D-DAY VETERANS AWARDED THE LEGION D’HONNEUR

With a little help from the North Dorset branch of SSAFA, the Armed Forces charity

15 January 2019

D-Day Veterans Awarded the Legion d'Honneur

Two British veterans have been finally awarded the Légion d'Honneur, France’s highest order of military merit, with a little help from the North Dorset branch of SSAFA, the Armed Forces charity.

When the carer for Peter Gardner (97) and William (Bill) Ridgewell (94) heard about the award and realised the two men might be eligible, they then approached SSAFA for assistance in applying for the medals. SSAFA caseworker Nick Bate took up the challenge and completed the application for the award on behalf of Peter, including liaising with the French Embassy. Having succeeded in getting Peter the award, they went about the same process for Bill and saw a repeat of their initial achievment.
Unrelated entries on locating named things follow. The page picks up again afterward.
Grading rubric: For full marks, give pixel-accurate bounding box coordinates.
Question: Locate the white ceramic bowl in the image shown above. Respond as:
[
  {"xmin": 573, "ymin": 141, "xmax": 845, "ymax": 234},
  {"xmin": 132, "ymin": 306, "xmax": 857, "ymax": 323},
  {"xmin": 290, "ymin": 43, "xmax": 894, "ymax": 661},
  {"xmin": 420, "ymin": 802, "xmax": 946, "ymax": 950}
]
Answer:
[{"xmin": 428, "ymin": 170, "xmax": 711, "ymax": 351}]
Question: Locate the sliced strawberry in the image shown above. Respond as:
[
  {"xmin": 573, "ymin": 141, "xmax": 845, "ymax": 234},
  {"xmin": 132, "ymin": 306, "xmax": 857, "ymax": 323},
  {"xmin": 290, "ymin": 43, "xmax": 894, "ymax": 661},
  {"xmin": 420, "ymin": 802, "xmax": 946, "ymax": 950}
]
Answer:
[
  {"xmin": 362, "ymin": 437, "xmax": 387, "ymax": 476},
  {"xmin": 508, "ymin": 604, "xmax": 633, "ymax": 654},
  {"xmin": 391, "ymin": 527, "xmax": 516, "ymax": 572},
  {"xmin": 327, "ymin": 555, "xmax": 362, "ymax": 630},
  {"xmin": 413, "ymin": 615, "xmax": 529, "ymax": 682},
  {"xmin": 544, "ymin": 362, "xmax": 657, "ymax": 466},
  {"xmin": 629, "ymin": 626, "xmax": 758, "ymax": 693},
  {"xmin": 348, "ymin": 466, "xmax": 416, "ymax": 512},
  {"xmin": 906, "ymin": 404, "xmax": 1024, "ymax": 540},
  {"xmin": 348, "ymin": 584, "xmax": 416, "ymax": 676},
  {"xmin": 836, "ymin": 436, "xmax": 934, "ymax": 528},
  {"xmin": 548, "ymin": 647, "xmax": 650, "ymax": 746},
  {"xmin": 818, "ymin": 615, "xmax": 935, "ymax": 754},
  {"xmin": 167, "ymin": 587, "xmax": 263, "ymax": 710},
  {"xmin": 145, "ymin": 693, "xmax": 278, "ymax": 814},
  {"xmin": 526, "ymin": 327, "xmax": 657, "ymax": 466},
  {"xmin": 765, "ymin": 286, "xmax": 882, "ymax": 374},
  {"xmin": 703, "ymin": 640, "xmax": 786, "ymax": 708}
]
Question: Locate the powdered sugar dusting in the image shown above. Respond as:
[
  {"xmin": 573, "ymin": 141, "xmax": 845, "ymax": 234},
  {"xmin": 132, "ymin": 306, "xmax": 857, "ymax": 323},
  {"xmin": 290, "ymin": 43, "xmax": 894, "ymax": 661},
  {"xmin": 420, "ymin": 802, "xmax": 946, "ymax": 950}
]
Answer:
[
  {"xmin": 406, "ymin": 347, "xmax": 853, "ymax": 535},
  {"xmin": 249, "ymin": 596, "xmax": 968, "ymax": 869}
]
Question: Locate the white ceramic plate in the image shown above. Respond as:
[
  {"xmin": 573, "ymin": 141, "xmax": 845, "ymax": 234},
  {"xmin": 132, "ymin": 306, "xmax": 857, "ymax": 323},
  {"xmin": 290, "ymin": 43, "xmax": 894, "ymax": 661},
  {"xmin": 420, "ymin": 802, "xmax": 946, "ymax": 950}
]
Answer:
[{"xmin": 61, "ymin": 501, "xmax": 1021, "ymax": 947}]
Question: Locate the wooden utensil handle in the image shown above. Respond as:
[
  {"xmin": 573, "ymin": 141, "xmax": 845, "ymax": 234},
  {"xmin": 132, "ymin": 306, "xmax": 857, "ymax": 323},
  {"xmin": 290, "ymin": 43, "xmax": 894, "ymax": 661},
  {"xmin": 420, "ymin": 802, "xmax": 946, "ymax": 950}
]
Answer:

Both men were subsequently awarded the Légion d'Honneur at Blandford Army Camp in Dorset on Thursday 17 January. The ceremony was attended by both British and French military, as well as friends and family and their SSAFA caseworker, Nick Bate. The award ceremony was also attended by a small group of French school pupils from Caen in Northern France, who were invited to join the event after they studied the Liberation of France, during which project they sent a letter to Peter to establish a link between their past and the present.

Peter and William were both enlisted into Royal Electrical Mechanical Engineers (REME) and took part in D-Day in 1944. Peter was called up in 1942 and was sent to Derby to train as a Wireless Mechanic. He was engaged on Operation Market Garden and went through Northern France, Belgium and Nijmegen in Holland before returning to England in October 1944. He was subsequently awarded the 1939-1945 Star, France-Germany Star and 1939-1945 War Medal. Following his discharge in 1946, he became an art teacher in London's East End and married his girlfriend, Pat. Peter is still an artist, and is still painting into his 98th year, with a forthcoming exhibition at the Shaftesbury Gallery in Devon.

In April 1943, Bill was enlisted at Cambridge and worked along the coast through Belgium, Holland and into Germany during the Liberation. Bill landed at Sword Beach in Normandy on 11 June, 1944 and was engaged in a mine disposal on the beach. Bill was discharged in October 1946 and has since been awarded the 1939-1945 Star, France-Germany Star and the 1939-1945 War Medal. Following his discharge, Bill returned to farming in North Dorset and married his partner, Paddy.